Tony Siegman’s Legacy of Laser Education

Talk to anyone who studied or worked with Anthony E. Siegman, and they will say: He clarified things. He took complex concepts and helped people understand them.

Siegman, a Stanford University (U.S.A.) electrical engineering professor usually called “Tony,” died in 2011, a few weeks before he would have turned 80. But in many ways, his technical and educational legacies are continuing onward. Not only did several generations of his students go on to illustrious careers in optics, but his reference book on laser physics remains in print as a frequently cited authority.

And this August, the first Siegman International School on Lasers opens its doors on the Stanford campus. Over the past two years, Siegman’s colleagues and friends have worked through the OSA Foundation to create an intensive educational opportunity for graduate students from around the world. “There is nothing that could be a more fitting honor to Tony,” says his widow, Virginia “Jeannie” Siegman of Stanford, Calif., U.S.A.

By all accounts, Siegman spoke modestly about his own considerable achievements, but he was always lending an ear and giving advice to early-career researchers. He led OSA through one of its most fractious years at the end of the 20th century and served the OSA Foundation as a board member in its early years.

Siegman and OSA Tony Siegman joined OSA in 1961—probably, by his own account, to get access to the society’s journals. In the mid-1960s he worked on two of the quantum electronics conferences, first as program chairman and then as conference chairman. In the 1970s he also served on committees for, and once as co-chair of, the OSA topical meetings then known as the ultrashort pulse meetings. Siegman served on the OSA Board while Peter Franken served as OSA President in 1977. The executive director at the time, Jarus Quinn, asked Siegman several times if he would stand as a candidate for vice president, but Siegman demurred because of his involvements with family and career. Finally, he let his name be placed on the 1996 ballot because he had already been planning to wind down his contract-sponsored research at the end of 1998. Siegman won the vote and embarked on the four-year leadership track, from vice president in 1997 to past president in 2000. “I can’t say enough about what a great guy he was to work with,” says 1998 OSA President Gary Bjorklund. “The agenda’s never what you think it’s going to be,” says Stanford professor Robert L. Byer, who served as OSA President in 1994. “You have plans for how you might serve the society and its members, and then events overtake you.” In 1999, the year Siegman served as OSA President, the issue of the proposed “merger” between OSA and SPIE spilled into the forefront. Building upon an idea that had been floated a decade earlier, the two societies set up a joint task force to investigate whether OSA, SPIE and perhaps other associations should band together under an umbrella organization for optics. In the end, the merger did not come to pass. The OSA-SPIE debate took more time than anything else during Siegman’s presidency, according to Byer, but Siegman handled it diplomatically and fairly, and he listened to both sides while sharing his own opinion. Siegman served on the OSA Foundation’s board from 2003 until 2008. And, of course, he received several OSA awards, including the 1987 Frederic Ives Medal/Jarus Quinn Endowment.
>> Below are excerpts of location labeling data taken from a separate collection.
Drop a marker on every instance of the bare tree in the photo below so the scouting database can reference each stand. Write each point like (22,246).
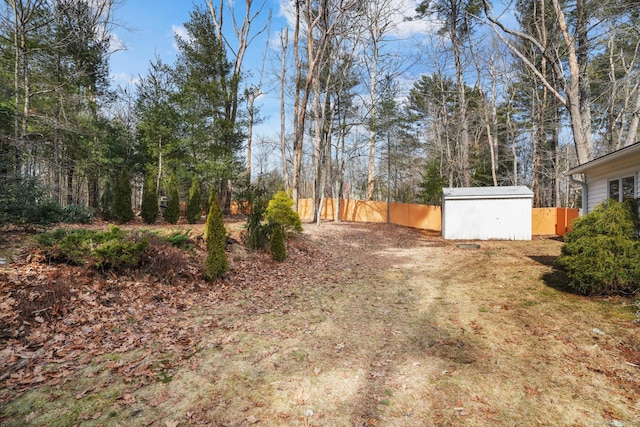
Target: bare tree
(318,21)
(572,90)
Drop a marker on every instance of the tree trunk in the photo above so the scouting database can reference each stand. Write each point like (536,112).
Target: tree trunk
(373,83)
(284,38)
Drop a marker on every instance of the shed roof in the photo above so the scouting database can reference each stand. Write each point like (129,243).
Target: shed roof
(607,158)
(511,192)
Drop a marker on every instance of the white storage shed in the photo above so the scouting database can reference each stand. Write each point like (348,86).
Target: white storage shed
(484,213)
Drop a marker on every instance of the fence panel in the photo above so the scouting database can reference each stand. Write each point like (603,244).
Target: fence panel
(544,221)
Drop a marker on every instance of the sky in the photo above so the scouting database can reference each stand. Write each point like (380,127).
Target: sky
(146,28)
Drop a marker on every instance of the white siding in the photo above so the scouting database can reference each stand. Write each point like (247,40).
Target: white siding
(598,178)
(502,213)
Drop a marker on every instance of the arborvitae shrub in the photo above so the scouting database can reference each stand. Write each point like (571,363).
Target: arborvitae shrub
(122,210)
(194,207)
(216,236)
(106,202)
(172,211)
(257,231)
(601,254)
(277,244)
(149,209)
(280,211)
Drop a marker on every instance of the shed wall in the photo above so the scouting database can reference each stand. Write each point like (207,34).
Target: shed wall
(484,219)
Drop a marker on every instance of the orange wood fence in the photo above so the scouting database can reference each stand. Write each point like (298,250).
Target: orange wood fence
(544,221)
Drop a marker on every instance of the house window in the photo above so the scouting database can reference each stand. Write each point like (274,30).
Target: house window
(622,189)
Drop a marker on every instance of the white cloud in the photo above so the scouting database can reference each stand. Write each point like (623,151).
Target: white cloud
(115,43)
(124,79)
(403,20)
(180,31)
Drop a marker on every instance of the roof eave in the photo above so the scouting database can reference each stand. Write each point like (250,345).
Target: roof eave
(631,149)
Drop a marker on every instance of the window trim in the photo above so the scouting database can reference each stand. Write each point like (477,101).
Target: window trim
(620,181)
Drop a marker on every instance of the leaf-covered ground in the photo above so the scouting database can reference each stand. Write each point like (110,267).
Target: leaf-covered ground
(362,325)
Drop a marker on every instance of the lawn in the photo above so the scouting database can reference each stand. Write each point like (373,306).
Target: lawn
(362,325)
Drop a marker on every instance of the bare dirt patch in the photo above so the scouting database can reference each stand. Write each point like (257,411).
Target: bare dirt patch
(362,325)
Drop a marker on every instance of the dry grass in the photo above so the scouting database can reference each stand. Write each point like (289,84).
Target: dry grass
(399,328)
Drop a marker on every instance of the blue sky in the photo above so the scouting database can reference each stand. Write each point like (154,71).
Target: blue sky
(146,28)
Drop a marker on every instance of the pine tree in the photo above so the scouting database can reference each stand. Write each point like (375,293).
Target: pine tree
(216,235)
(194,208)
(122,210)
(172,211)
(149,210)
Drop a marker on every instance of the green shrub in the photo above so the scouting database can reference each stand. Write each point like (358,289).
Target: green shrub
(180,239)
(117,254)
(121,208)
(258,232)
(277,244)
(601,254)
(106,202)
(172,211)
(280,211)
(24,203)
(77,214)
(77,246)
(149,208)
(194,206)
(216,236)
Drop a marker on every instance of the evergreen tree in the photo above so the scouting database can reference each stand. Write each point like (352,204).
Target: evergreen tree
(194,207)
(172,211)
(216,235)
(280,211)
(149,210)
(106,202)
(122,210)
(277,245)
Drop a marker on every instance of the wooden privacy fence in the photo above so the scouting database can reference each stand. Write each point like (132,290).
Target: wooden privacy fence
(544,221)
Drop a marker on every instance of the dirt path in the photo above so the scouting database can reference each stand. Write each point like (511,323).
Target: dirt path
(371,325)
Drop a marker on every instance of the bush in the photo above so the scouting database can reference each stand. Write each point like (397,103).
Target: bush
(77,214)
(601,254)
(172,211)
(121,208)
(149,208)
(280,211)
(117,254)
(216,236)
(113,248)
(277,245)
(179,239)
(106,202)
(258,231)
(194,207)
(24,203)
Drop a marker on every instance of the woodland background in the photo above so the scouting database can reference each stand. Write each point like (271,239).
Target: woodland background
(510,93)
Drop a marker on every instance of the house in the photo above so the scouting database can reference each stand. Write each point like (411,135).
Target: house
(614,176)
(483,213)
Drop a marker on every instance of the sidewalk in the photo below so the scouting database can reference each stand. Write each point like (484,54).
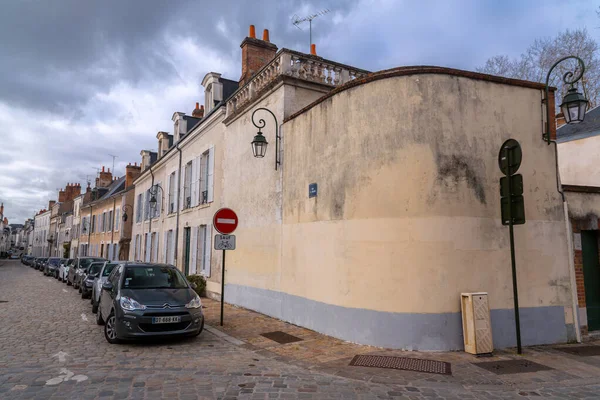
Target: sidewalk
(329,355)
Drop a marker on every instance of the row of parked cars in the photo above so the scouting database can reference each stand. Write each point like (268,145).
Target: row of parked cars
(131,299)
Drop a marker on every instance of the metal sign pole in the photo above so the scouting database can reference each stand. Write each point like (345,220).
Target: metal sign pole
(222,287)
(512,250)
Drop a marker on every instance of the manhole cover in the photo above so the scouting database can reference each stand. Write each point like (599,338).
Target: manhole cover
(281,337)
(585,351)
(512,366)
(404,363)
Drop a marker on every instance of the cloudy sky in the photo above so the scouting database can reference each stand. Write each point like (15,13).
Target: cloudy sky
(80,80)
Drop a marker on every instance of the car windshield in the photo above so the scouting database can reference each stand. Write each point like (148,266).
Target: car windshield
(153,277)
(95,268)
(85,262)
(108,269)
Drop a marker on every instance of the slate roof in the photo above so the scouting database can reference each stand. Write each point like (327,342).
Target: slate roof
(589,127)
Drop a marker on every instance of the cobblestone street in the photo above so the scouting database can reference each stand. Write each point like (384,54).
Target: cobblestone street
(51,347)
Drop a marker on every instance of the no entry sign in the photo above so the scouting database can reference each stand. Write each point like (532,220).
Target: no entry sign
(225,221)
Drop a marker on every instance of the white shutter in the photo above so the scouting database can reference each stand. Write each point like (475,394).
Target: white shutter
(168,194)
(211,169)
(155,247)
(171,248)
(159,195)
(193,189)
(194,245)
(198,185)
(207,250)
(165,246)
(148,248)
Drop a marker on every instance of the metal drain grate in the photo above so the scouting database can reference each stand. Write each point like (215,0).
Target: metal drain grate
(512,366)
(403,363)
(281,337)
(585,351)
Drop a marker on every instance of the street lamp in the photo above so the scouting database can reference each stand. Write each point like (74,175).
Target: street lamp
(574,104)
(125,208)
(259,144)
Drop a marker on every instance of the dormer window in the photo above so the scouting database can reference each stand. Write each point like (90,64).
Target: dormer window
(213,90)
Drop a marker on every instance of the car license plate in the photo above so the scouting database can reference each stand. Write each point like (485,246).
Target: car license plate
(165,320)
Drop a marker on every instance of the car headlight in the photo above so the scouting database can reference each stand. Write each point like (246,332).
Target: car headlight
(195,303)
(129,304)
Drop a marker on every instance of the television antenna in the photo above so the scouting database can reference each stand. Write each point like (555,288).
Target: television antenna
(296,20)
(113,162)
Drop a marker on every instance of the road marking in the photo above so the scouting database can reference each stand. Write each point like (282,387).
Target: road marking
(61,356)
(66,375)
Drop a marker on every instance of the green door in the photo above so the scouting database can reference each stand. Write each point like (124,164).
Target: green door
(591,276)
(186,257)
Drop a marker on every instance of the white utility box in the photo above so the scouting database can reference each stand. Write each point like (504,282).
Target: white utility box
(477,325)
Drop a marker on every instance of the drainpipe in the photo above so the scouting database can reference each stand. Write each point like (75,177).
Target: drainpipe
(149,240)
(569,229)
(177,203)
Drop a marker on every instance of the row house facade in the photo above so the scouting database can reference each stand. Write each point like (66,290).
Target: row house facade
(41,232)
(104,226)
(377,200)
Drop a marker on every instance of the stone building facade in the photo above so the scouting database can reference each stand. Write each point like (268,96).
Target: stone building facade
(406,212)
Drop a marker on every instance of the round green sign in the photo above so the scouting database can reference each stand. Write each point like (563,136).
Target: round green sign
(509,157)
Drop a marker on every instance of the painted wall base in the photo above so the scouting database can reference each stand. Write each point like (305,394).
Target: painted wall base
(408,331)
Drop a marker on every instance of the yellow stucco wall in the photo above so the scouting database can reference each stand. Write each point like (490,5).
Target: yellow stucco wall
(578,161)
(408,211)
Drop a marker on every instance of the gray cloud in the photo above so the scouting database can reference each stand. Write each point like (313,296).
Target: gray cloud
(83,79)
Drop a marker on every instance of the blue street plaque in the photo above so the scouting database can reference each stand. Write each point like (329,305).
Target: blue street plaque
(312,190)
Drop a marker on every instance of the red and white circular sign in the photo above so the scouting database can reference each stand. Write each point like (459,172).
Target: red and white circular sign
(225,221)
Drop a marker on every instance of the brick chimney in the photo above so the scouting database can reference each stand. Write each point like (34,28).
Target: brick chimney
(131,174)
(255,54)
(560,120)
(198,111)
(104,179)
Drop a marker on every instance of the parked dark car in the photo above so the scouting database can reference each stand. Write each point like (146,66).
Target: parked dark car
(40,263)
(63,270)
(142,299)
(98,281)
(51,266)
(77,269)
(87,282)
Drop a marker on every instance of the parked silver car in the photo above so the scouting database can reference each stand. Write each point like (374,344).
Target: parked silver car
(97,285)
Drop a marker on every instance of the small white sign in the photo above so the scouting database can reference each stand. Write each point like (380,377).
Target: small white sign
(224,242)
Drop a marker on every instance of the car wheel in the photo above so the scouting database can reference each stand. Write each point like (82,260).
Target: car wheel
(110,329)
(99,319)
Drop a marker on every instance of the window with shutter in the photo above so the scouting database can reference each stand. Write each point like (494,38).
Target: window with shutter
(210,174)
(207,250)
(187,186)
(194,247)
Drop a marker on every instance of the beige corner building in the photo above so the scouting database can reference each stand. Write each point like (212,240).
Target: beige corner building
(378,207)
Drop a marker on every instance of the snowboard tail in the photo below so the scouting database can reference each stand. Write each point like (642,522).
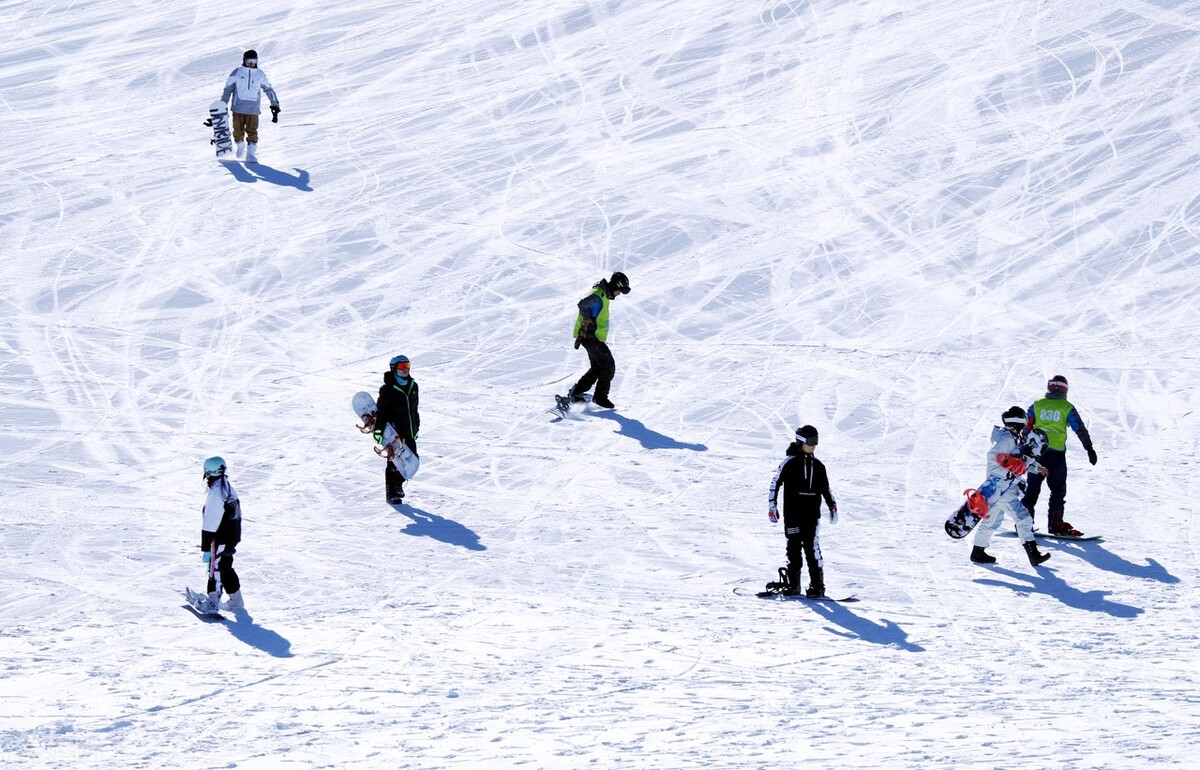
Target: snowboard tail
(222,137)
(390,445)
(964,519)
(778,595)
(563,403)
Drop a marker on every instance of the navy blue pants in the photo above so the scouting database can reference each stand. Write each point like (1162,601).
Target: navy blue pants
(1055,463)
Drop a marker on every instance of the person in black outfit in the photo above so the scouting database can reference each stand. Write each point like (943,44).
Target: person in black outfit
(397,405)
(220,535)
(804,482)
(592,332)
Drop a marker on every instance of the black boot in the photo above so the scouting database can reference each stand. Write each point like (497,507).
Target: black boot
(982,557)
(394,483)
(1036,557)
(816,583)
(793,582)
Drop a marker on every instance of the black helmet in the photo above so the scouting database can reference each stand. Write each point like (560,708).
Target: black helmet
(1014,417)
(1057,384)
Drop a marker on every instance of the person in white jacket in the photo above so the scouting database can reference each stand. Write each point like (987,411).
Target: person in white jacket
(1012,456)
(220,535)
(245,86)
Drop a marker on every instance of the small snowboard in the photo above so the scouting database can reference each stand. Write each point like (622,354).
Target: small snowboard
(199,603)
(219,119)
(780,596)
(963,521)
(402,457)
(563,404)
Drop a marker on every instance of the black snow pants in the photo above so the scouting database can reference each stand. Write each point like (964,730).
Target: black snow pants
(223,570)
(600,372)
(803,542)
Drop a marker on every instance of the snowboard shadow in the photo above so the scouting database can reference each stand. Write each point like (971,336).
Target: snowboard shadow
(857,627)
(1104,559)
(1049,583)
(258,172)
(451,533)
(256,636)
(647,437)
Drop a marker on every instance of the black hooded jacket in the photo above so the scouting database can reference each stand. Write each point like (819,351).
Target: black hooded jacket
(803,480)
(397,404)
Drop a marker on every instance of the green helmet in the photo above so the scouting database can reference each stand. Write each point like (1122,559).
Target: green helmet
(214,468)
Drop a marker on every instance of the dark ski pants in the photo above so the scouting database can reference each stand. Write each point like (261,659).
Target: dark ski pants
(221,573)
(804,543)
(600,372)
(245,125)
(1055,463)
(394,480)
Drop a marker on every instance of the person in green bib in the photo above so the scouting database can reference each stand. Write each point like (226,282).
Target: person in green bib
(592,334)
(1054,414)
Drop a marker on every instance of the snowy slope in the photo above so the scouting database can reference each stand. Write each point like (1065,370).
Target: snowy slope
(891,220)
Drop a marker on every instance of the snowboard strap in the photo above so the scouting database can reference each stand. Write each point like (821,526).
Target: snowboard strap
(783,584)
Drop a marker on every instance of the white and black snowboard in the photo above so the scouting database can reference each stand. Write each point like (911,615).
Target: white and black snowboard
(563,404)
(402,457)
(222,138)
(741,590)
(201,603)
(960,523)
(1053,536)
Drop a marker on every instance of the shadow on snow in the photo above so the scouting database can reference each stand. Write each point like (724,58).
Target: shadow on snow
(426,524)
(1103,559)
(1047,582)
(856,627)
(258,172)
(256,636)
(648,438)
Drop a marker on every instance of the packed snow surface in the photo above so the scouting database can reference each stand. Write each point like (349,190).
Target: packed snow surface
(888,220)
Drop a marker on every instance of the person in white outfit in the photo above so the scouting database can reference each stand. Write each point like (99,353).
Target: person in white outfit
(220,535)
(1012,456)
(245,86)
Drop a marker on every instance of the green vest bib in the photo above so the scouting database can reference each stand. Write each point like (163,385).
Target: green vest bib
(601,319)
(1050,415)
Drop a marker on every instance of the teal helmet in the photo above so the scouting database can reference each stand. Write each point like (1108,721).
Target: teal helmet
(214,468)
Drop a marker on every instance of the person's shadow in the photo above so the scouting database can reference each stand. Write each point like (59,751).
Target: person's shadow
(647,437)
(1098,557)
(259,172)
(426,524)
(256,636)
(886,632)
(1049,583)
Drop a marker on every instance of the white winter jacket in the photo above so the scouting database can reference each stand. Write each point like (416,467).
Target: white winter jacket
(246,86)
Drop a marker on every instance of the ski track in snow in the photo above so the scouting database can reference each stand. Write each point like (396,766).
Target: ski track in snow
(888,220)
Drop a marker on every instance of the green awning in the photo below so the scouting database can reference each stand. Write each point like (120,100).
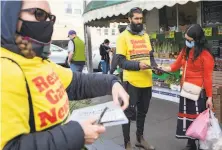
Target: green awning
(96,4)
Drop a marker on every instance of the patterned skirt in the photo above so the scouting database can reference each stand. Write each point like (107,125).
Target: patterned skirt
(188,112)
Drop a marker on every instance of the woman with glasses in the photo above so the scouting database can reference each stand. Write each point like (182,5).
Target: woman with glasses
(198,64)
(35,92)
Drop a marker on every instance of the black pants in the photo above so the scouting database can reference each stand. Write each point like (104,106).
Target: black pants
(139,104)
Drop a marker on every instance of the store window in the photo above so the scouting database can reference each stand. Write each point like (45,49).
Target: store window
(77,11)
(99,31)
(106,32)
(113,31)
(187,15)
(68,7)
(212,13)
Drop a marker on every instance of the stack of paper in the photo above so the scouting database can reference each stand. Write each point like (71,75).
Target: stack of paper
(113,116)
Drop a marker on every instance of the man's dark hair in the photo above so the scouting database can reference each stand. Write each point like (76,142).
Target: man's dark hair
(106,41)
(134,10)
(121,29)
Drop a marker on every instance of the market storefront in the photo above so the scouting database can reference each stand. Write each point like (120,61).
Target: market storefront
(165,22)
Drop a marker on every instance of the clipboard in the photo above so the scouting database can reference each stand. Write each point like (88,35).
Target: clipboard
(160,70)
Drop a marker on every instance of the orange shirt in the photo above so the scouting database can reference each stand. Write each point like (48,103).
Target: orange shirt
(199,72)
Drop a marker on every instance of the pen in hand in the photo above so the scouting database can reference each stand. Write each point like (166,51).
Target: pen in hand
(102,114)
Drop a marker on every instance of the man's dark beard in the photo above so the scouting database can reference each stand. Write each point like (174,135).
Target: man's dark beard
(136,27)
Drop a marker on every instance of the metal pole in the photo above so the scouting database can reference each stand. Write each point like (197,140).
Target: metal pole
(88,49)
(177,10)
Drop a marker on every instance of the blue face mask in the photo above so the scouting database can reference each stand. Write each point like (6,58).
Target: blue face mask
(190,44)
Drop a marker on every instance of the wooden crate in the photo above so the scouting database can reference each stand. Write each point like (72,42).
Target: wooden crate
(164,55)
(217,101)
(156,55)
(217,89)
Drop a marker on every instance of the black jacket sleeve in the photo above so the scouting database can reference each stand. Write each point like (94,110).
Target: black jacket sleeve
(152,60)
(63,137)
(126,64)
(114,64)
(85,86)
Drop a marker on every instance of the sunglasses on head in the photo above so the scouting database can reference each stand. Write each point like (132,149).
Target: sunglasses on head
(40,15)
(136,8)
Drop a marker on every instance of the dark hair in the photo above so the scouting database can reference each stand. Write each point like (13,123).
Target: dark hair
(106,41)
(196,32)
(134,10)
(121,29)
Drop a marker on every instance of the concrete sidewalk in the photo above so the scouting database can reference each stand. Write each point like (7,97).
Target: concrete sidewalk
(160,126)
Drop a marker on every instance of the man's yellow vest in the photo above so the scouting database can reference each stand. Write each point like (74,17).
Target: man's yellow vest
(79,52)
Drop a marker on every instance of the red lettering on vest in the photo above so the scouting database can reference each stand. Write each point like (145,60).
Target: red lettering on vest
(44,117)
(52,96)
(40,83)
(63,110)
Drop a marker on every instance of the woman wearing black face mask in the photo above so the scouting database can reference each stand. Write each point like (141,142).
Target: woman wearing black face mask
(199,68)
(35,91)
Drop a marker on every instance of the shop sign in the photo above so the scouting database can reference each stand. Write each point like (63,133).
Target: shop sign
(169,35)
(219,30)
(153,35)
(208,31)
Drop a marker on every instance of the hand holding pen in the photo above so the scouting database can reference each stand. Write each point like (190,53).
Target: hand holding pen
(92,128)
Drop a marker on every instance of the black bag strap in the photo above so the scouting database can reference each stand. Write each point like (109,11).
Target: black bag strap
(31,111)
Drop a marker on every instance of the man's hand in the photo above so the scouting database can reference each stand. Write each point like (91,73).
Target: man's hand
(144,66)
(91,131)
(167,69)
(119,92)
(157,72)
(209,103)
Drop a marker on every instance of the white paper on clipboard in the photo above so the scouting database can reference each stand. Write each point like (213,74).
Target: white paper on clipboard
(113,116)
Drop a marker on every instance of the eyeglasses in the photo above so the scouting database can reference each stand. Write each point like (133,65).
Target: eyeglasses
(135,8)
(139,18)
(40,15)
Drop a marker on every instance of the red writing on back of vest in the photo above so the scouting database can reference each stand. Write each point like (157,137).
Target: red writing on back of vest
(53,96)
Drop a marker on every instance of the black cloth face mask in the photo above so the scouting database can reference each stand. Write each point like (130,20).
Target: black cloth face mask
(136,27)
(40,31)
(39,34)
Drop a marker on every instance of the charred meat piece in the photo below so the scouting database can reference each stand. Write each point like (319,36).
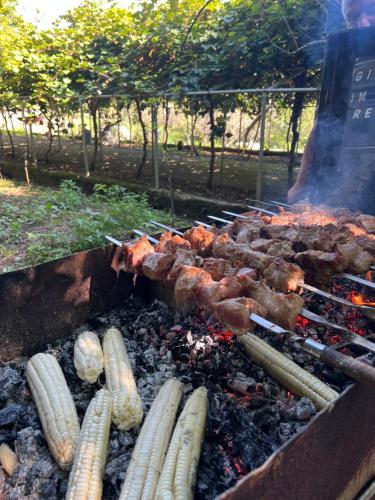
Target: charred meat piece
(235,313)
(279,232)
(358,260)
(284,276)
(367,243)
(217,268)
(170,244)
(156,266)
(201,239)
(134,254)
(368,222)
(182,258)
(319,267)
(262,244)
(277,248)
(207,294)
(188,281)
(224,247)
(314,238)
(282,248)
(282,309)
(249,231)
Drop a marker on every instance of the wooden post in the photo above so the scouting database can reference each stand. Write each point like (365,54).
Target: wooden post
(84,144)
(100,135)
(155,162)
(32,146)
(118,123)
(258,194)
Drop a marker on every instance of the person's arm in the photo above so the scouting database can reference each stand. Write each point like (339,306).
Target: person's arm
(298,191)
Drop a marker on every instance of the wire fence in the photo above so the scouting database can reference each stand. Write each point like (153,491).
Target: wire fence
(170,142)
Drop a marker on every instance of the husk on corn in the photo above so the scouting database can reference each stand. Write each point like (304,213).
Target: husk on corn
(86,476)
(55,406)
(127,411)
(177,478)
(288,373)
(148,455)
(88,357)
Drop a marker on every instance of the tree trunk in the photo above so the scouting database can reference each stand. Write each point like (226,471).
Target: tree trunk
(32,146)
(297,109)
(50,139)
(8,132)
(166,123)
(210,181)
(93,112)
(130,123)
(240,136)
(194,119)
(145,141)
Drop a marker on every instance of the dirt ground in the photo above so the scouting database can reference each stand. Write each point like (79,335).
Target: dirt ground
(235,175)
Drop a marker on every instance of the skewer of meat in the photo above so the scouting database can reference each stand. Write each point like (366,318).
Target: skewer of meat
(196,285)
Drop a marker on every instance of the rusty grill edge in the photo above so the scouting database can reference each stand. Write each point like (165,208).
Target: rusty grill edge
(333,457)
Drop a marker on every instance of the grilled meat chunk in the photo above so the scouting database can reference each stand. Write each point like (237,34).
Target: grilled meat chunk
(218,268)
(319,267)
(224,247)
(135,252)
(358,260)
(188,281)
(201,239)
(182,257)
(235,313)
(368,222)
(170,244)
(156,266)
(284,276)
(274,232)
(282,309)
(208,294)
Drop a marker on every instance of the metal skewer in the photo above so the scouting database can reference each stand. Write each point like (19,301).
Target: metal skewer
(219,219)
(204,224)
(150,238)
(164,226)
(280,204)
(346,334)
(239,216)
(114,241)
(357,279)
(352,367)
(262,210)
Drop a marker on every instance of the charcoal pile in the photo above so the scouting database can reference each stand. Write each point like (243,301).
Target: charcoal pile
(249,414)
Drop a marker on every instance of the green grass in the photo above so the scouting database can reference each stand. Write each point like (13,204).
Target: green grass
(40,224)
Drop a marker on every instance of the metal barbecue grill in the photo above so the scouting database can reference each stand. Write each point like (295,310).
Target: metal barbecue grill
(41,304)
(351,367)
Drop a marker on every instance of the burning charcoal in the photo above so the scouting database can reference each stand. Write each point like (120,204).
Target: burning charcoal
(241,383)
(285,432)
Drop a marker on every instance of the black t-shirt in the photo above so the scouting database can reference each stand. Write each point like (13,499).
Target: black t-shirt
(353,185)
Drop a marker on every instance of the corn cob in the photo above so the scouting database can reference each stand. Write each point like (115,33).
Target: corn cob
(288,373)
(86,476)
(178,475)
(127,409)
(88,357)
(8,459)
(152,443)
(55,407)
From the Midwest to Massachusetts

Born in Detroit, Mich., on 23 November 1931, Siegman was the oldest of three boys in a family with, as Jeannie Siegman put it, “a lot of native strength of character and capability.” Both of his parents were educated: his mother had worked as a schoolteacher, and his father served as the controller of an ice and fuel company in Detroit. The family lived a good distance from Detroit in the lake-strewn rural area northwest of the city.

Young Tony went to local schools at first, and then matriculated at the all-boys Catholic Central High School in Detroit. That phase of his education required him to commute to the big city with his father every weekday—an opportunity that strengthened their father-son bond. Outside of school, Tony repaired an elderly outboard motor for boating on the nearby lake.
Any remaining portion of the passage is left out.